Gadis itu menoleh cepat menghadap seseorang mengajaknya bicara, lalu

kemudian menghembuskan napasnya pelan dan kembali menatap buku

yang ada di pangkuannya.

“Helaan napas itu yang selalu kau keluarkan setiap kau melihatku. Ada

apa?”

Gadis itu menggeleng cepat tanpa menatap Chanyeol yang tengah kesal

dengan respon yang ia berikan.

“Kau sedang menghindariku, ya?”

Gadis itu menghela napasnya berat dan kemudian menggeleng sesaat.

“Bisakah kau hilangkan kebiasaan buruk barumu itu?! Dan ada apa

denganmu, kenapa begitu anti untuk menatapku.”

Dengan cepat gadis itu menolehkan kepalanya menatap pria di

sebelahnya namun detik berikutnya ia palingkan lagi, mencoba kembali

memfokuskan dirinya pada buku di hadapannya.

“Aku, merasa kesepian karna nyaris seminggu penuh kau tak pernah

bersamaku. Kau menghindariku tanpa memberi alasan. Kau, seakan

memusuhiku saat aku mendekat. Ingin sampai kapan?”

Anne menaikkan kedua bahunya, dan Chanyeol hanya menghela

napasnya pelan.

“Rencananya, aku ingin bicara banyak padamu…”

Anne menoleh kearah Chanyeol dan sedikit mengernyitkan kedua

alisnya.

‘Kurasa, aku keterlaluan.’ Batinnya dalam hati. Sedikit rasa khawatir

menyusup ke dalam hatinya saat menatap wajah datar dan tatapan sendu

yang namja itu perlihatkan. Seakan ia sedang memikul beban yang

sangat berat.

Ingin rasanya ia membagi bahunya untuk namja ini seperti hari-hari

dimana mereka merasa berat. Namun untuk kali ini rasanya sangat

canggung. Entah apa yang membuat dirinya merasa… cemburu pada

gadis-gadis yang ada disekitar sahabatnya ini.

Bahkan sekarang dirinya bisa mengaku.
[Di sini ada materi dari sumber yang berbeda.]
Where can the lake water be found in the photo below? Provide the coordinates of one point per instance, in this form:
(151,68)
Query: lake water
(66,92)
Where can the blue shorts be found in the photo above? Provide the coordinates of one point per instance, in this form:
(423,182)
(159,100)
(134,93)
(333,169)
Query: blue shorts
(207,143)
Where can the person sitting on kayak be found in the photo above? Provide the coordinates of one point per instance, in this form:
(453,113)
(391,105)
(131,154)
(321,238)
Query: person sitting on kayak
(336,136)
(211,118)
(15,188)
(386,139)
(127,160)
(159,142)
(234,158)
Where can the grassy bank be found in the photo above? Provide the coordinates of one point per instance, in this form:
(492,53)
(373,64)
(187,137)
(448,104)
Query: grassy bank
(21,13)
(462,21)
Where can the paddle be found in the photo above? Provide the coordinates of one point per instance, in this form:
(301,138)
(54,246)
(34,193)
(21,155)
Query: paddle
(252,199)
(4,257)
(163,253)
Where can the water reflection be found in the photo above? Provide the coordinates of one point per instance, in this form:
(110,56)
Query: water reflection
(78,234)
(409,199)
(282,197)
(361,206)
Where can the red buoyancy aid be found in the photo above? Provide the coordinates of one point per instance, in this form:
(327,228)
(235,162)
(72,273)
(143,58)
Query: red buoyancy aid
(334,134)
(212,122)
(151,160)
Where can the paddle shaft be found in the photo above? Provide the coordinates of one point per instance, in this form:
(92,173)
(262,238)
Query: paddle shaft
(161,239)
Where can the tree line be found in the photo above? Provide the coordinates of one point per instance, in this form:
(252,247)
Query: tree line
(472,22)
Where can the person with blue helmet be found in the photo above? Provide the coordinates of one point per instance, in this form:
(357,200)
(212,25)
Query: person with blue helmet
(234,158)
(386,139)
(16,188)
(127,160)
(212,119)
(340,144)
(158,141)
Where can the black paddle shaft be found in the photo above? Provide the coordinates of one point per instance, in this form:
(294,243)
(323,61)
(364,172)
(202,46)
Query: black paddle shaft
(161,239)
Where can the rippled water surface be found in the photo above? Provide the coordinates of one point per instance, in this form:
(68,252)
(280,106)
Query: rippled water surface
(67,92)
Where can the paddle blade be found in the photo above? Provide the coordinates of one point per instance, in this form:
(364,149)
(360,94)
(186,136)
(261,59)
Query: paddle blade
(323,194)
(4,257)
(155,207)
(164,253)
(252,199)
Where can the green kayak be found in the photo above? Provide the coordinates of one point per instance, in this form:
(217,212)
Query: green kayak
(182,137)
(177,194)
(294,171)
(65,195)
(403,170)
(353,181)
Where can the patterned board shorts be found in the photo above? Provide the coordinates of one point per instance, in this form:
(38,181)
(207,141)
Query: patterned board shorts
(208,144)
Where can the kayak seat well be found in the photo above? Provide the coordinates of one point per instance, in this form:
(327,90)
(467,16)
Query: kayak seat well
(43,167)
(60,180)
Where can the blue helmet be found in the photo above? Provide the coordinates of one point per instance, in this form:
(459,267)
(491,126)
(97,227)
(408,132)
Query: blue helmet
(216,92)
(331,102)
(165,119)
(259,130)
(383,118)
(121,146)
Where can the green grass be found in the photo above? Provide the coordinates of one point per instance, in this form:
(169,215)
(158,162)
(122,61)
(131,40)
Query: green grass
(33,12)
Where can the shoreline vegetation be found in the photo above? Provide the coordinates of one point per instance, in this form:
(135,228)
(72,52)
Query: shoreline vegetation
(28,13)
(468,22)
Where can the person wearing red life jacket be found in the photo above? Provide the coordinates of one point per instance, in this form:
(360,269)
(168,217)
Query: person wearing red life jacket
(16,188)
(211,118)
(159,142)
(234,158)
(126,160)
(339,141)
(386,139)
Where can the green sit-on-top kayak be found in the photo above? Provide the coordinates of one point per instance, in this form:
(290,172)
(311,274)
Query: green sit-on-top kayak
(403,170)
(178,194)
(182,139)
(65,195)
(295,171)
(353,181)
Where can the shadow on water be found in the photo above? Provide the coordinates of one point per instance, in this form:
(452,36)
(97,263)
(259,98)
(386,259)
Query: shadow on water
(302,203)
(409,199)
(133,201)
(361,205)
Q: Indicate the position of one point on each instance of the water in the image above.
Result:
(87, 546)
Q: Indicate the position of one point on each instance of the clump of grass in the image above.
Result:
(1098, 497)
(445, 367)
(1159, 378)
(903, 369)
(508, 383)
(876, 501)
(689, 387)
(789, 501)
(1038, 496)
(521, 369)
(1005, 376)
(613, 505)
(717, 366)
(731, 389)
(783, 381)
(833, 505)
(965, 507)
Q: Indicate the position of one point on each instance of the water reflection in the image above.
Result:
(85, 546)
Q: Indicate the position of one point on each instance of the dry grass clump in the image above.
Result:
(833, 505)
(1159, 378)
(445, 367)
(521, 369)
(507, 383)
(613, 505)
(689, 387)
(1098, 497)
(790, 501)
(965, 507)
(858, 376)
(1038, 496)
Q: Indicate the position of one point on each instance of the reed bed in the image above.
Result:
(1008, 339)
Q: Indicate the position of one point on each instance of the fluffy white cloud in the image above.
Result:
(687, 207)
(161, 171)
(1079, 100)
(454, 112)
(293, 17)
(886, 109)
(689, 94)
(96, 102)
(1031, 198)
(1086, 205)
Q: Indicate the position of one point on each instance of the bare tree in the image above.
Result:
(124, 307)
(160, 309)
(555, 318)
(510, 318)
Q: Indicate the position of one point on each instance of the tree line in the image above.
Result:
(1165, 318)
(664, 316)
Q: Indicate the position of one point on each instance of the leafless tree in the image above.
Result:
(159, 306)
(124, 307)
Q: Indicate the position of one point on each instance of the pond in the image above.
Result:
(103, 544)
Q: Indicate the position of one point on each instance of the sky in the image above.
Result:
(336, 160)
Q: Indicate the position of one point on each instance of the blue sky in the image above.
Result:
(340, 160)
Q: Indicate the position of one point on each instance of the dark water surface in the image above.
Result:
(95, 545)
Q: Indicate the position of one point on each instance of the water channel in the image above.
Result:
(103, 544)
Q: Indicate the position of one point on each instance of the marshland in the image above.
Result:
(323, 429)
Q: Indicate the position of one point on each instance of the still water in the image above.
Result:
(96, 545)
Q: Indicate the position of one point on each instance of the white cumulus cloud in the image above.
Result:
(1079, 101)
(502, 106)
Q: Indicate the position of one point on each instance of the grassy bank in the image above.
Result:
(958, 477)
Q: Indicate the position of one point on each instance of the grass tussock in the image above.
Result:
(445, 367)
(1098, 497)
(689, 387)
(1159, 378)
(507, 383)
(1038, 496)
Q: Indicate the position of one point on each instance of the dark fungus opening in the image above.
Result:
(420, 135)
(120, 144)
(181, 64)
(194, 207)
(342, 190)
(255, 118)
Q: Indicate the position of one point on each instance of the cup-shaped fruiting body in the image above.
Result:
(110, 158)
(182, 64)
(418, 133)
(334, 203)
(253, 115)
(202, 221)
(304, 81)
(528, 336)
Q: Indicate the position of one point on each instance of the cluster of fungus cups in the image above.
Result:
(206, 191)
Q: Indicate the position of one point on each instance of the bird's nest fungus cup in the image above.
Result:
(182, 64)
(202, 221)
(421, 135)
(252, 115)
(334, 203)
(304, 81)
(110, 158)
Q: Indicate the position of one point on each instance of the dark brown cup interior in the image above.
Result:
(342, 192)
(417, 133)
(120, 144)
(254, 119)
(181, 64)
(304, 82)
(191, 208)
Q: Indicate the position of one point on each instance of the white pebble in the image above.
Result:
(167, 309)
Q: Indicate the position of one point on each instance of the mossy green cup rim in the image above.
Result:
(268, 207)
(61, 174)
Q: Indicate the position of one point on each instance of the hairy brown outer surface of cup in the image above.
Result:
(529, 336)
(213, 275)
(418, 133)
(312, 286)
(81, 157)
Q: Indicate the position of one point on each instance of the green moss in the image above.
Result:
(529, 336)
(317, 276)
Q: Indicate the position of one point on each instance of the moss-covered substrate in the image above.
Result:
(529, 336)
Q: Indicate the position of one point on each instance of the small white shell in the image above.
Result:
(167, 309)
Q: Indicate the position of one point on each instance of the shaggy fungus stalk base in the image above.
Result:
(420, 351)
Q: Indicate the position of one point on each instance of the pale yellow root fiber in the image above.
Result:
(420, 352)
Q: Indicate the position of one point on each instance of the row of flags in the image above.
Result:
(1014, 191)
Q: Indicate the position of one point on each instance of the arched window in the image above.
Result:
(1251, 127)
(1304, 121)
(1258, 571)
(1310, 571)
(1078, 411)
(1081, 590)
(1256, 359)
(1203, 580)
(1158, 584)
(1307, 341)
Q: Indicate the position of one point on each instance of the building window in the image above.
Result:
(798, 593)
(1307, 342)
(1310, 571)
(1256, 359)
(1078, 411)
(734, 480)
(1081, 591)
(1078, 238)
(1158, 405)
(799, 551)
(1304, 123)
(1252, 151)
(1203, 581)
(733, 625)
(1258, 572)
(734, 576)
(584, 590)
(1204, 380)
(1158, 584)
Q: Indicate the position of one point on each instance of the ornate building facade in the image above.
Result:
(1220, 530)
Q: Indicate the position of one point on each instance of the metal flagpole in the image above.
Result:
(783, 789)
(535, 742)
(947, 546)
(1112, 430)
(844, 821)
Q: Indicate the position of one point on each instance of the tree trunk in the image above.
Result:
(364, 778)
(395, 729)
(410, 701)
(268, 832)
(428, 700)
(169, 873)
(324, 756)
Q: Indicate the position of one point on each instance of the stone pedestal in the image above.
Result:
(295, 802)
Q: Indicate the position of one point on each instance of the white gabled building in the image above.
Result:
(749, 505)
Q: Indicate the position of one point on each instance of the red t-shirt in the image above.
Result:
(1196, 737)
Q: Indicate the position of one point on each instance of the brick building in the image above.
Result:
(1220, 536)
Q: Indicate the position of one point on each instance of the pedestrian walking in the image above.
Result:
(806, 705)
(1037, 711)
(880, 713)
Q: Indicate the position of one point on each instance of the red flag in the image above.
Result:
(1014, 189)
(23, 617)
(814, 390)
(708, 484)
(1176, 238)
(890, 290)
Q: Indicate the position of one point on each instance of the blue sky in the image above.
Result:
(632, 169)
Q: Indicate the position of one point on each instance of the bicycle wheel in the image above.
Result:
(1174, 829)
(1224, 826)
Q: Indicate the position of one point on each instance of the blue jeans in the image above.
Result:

Cemburu, konyol bagi seorang

dirinya yang begitu dingin. Dia menyukai namja yang menjadi

sahabatnya saat ini.

“Tapi sepertinya harus kusimpan lagi,” sambung Chanyeol yang

kemudian menatap Anne dan tersenyum lembut.

“Kau… bisa memakainya jika kau merasa perlu.”

Sejenak senyum lebar terukir dengan jelas pada wajah namja itu saat

dengan pelan gadis itu menepuk bahunya sendiri.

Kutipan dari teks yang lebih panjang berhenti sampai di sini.